Yours Truly (Part of Your World, #2)(31)
He shrugged again. “Well, ask her to be your girlfriend.”
I stared at him incredulously.
“Not for real. Ask her to help you out.”
When I didn’t reply, he leaned forward on the table. “Look, Briana is cool as hell. She’d probably do it. Especially if you’re her brother’s kidney donor—” He bounced his eyebrows and grinned.
I stared at him a second. “I was a match?”
He shook his head. “You didn’t just match. It was perfect—well, as perfect as it can get, outside of growing your own organs. I mean this kid’s not gonna find anything better, I’ll tell you that.”
A match.
In the last two weeks Zander had sent me for a physical and a mental health evaluation, in addition to the labs. I guess that should have been a good indication that things were lining up. Still, the news surprised me.
“Give me the broad strokes.”
“Okay,” he said, leaning back in the booth. “Well, all the standard surgical risks. Pain, infection, hernia. Bleeding, blood clots. General anesthesia, two-to three-hour surgery for a laparoscopic nephrectomy. Afterward, a couple of follow-up visits. No driving for two weeks, no lifting anything over ten pounds for a month. That’s it. Donors have the same life expectancy as non-donors. You’ll go on with your life.”
I sat back in my seat. “I need to think about this.”
“Of course.”
“It’s not really a good time for me. I’ve got wedding stuff for the next few months.”
“We can schedule it when you want.”
“And I don’t know if Gibson will give me the time off—”

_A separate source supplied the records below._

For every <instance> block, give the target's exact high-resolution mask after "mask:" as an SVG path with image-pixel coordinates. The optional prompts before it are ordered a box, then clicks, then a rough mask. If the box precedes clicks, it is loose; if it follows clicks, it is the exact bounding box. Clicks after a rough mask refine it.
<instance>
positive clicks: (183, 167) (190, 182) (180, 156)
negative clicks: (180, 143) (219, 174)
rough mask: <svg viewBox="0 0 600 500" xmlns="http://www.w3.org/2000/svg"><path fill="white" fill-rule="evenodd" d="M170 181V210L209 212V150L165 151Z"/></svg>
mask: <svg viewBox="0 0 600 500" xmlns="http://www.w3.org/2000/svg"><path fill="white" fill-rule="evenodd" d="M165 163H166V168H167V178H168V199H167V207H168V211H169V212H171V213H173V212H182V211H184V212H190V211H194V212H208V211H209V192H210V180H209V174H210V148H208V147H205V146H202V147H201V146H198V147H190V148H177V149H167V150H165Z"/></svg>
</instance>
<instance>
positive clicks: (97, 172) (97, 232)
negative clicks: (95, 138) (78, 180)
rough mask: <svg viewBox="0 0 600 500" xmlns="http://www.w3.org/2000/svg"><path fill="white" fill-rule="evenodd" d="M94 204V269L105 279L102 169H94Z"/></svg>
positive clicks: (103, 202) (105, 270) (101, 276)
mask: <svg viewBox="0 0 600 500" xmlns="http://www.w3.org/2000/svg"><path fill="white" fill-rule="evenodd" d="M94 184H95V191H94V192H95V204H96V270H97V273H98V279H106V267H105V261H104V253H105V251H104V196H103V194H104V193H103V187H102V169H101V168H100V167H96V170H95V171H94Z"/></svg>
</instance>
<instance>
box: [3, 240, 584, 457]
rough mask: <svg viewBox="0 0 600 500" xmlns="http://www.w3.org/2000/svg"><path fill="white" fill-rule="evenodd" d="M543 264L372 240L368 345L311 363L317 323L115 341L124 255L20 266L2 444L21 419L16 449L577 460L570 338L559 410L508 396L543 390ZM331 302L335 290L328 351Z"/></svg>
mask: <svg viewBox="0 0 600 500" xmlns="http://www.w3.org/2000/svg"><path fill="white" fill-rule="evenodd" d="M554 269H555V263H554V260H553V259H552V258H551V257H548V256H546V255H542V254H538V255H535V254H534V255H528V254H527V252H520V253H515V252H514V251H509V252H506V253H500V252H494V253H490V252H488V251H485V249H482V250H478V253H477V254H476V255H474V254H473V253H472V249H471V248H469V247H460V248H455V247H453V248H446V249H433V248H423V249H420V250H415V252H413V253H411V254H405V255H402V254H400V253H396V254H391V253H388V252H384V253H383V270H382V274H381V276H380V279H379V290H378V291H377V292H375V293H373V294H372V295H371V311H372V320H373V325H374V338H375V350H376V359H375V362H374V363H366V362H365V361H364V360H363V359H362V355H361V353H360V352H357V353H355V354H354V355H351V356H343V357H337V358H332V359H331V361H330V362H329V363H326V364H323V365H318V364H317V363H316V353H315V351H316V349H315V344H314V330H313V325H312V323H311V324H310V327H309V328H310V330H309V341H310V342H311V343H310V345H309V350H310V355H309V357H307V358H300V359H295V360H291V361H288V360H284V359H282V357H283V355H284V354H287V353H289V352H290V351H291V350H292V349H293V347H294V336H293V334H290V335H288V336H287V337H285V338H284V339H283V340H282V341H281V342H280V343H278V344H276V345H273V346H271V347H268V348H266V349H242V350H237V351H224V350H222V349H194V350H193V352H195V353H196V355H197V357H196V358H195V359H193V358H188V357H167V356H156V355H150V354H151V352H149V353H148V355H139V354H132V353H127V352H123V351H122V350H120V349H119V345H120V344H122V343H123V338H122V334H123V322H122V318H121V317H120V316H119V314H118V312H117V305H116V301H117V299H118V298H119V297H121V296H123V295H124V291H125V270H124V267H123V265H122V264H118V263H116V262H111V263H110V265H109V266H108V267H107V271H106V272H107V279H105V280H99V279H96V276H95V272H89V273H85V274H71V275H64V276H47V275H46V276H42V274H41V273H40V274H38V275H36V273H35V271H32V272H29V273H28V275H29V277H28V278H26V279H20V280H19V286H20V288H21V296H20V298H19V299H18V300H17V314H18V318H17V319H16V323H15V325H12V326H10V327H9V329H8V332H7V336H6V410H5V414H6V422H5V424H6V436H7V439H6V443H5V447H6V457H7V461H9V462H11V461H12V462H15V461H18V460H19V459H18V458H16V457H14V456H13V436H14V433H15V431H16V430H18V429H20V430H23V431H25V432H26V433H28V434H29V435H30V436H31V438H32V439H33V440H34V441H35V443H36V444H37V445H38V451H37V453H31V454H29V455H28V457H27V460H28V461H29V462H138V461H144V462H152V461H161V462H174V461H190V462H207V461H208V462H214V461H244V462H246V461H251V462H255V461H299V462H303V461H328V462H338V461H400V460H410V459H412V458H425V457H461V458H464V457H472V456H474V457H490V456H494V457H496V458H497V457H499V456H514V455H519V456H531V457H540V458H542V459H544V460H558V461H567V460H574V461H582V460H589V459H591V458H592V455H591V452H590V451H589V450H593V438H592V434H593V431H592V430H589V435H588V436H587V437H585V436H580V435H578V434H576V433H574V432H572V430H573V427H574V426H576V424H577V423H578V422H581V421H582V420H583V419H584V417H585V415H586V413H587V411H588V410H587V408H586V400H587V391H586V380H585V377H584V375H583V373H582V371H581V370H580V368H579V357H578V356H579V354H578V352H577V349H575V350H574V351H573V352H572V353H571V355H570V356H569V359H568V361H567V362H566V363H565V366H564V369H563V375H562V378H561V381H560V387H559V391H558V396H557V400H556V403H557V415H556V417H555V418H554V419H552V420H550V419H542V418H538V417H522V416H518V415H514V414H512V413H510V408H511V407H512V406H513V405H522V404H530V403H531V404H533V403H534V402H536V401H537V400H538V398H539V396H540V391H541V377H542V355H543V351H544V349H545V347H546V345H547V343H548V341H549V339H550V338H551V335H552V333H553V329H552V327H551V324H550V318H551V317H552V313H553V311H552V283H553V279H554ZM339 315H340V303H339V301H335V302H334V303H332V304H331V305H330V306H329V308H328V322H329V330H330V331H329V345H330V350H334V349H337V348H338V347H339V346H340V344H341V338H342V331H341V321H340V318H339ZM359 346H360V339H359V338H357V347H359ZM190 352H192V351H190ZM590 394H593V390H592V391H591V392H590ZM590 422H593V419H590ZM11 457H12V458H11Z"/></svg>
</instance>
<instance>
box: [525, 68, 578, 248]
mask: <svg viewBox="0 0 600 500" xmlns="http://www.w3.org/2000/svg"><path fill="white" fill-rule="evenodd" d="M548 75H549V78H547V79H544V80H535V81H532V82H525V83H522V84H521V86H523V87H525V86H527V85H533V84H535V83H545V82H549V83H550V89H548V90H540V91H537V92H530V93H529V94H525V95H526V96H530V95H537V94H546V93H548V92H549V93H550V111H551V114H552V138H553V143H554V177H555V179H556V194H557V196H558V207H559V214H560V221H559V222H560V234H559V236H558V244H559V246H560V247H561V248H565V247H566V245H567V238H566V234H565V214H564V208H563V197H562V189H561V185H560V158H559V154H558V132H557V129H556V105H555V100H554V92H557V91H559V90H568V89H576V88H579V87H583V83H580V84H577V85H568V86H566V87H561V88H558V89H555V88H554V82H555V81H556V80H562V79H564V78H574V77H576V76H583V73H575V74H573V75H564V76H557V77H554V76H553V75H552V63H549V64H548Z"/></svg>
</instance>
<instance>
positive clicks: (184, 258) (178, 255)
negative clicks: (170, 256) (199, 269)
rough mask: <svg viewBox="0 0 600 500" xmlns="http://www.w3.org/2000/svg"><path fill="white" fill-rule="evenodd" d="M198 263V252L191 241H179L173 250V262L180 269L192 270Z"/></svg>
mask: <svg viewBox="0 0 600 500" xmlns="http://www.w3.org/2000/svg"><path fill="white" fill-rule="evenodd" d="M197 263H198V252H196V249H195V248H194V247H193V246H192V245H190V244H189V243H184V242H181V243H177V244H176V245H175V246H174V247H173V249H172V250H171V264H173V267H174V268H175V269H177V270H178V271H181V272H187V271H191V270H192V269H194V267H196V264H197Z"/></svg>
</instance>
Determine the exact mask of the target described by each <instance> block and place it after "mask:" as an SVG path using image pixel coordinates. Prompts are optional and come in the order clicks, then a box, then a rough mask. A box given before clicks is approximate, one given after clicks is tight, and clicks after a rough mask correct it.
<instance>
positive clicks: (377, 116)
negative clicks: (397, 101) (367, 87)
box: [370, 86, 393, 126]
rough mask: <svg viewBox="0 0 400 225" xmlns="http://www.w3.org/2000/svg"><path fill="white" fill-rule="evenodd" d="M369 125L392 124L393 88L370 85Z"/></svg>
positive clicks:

“He will. I already asked him.”
I snorted.
“Look, I’m not trying to pressure you,” he said. “But I’d be lying if I said I didn’t hope you did it. This is the best possible scenario for this kid. And Briana’s a friend of mine, and I want to see her relax a little bit. It’s been hard on her.”
Briana. That was a bonus to doing this, if I was being honest. I liked her. Not that she’d know it was me if I did decide to do it. I wanted to donate anonymously.
“I need to think about it,” I said. It was a big decision.
He nodded. “Okay. But I’m just sayin’. This would definitely get you a wedding date.”
“If I do it, I don’t want anyone knowing it’s me.”
He looked at me like I was speaking in tongues. “Why not? Man, you’d be the hero of the whole ER. They’d probably throw you a damn parade—”
“That is exactly why I don’t want anyone to know. I wouldn’t be doing it for the recognition. I’d be doing it to help him. I don’t like that kind of attention.”
I didn’t even tell anyone it was my last day at Memorial West. I didn’t want anyone to make a big deal about it. I didn’t even like people singing “Happy Birthday” to me. Getting tearful thank-yous from Benny’s family and backslaps and handshakes from strangers was my idea of hell.
“If I do it, we’re doing it anonymously and we’re doing it at the transplant center down at the Mayo in Rochester, not here. I don’t want anyone poking their head into my recovery room.”
He let out a sigh. “All right, all right. It’s your thing, I will respect it. But I still think you should ask her.”
I rubbed my forehead tiredly. “I can’t ask her to do this,” I mumbled.
“Why? What’s the worst thing she can say? No?” He took a swallow of his old-fashioned. “Just tell her what you told me. Level with her. Plus your family’s fucking hilarious. She’d probably have the time of her life over there.”
I let out a long breath. “She’d probably think we’re a bunch of weirdos.”
The idea of her being submerged into that chaos was enough to give me heart palpitations. Grandpa trying to run people into the bushes in his electric wheelchair, Mom talking about sex toys and lubricants, while Jafar squawked profanities. No. God, no.
Zander swayed his tumbler at me. “Your family is awesome. Hell, I’d be your date if I could. And I wanna see if you can pull this shit off.” He chuckled into his glass.
I looked at my phone and the string of texts. They didn’t even need me for this conversation, they were off to the races all on their own. They bought this hook, line, and sinker. And why wouldn’t they?
It felt like some strange self-fulfilling prophecy, like I’d created Briana by speaking the lie into the universe. She was exactly the kind of woman I would like to bring home to my family. Smart, successful, likable—beautiful. And she worked with me, just like I’d alluded to when I told them I was seeing someone. Absolutely nobody would feel sorry for me because my ex was marrying my brother if I showed up with this woman on my arm. She was, for all intents and purposes, perfect.
But I had no idea how to broach this subject with her. At all. And part of me worried that if I did, she’d be so turned off or weirded out by it that she’d stop talking to me altogether.
This new friendship was the only good thing happening to me at the moment. I didn’t want to jeopardize that.
Still, the idea of admitting to my family that there was no girlfriend…I couldn’t tell which scenario was worse: the one where I maybe scared off the only friend I’d made since coming here, or the one where I showed up alone while Amy married Jeremiah and everyone watched to see if I’d die of a broken heart.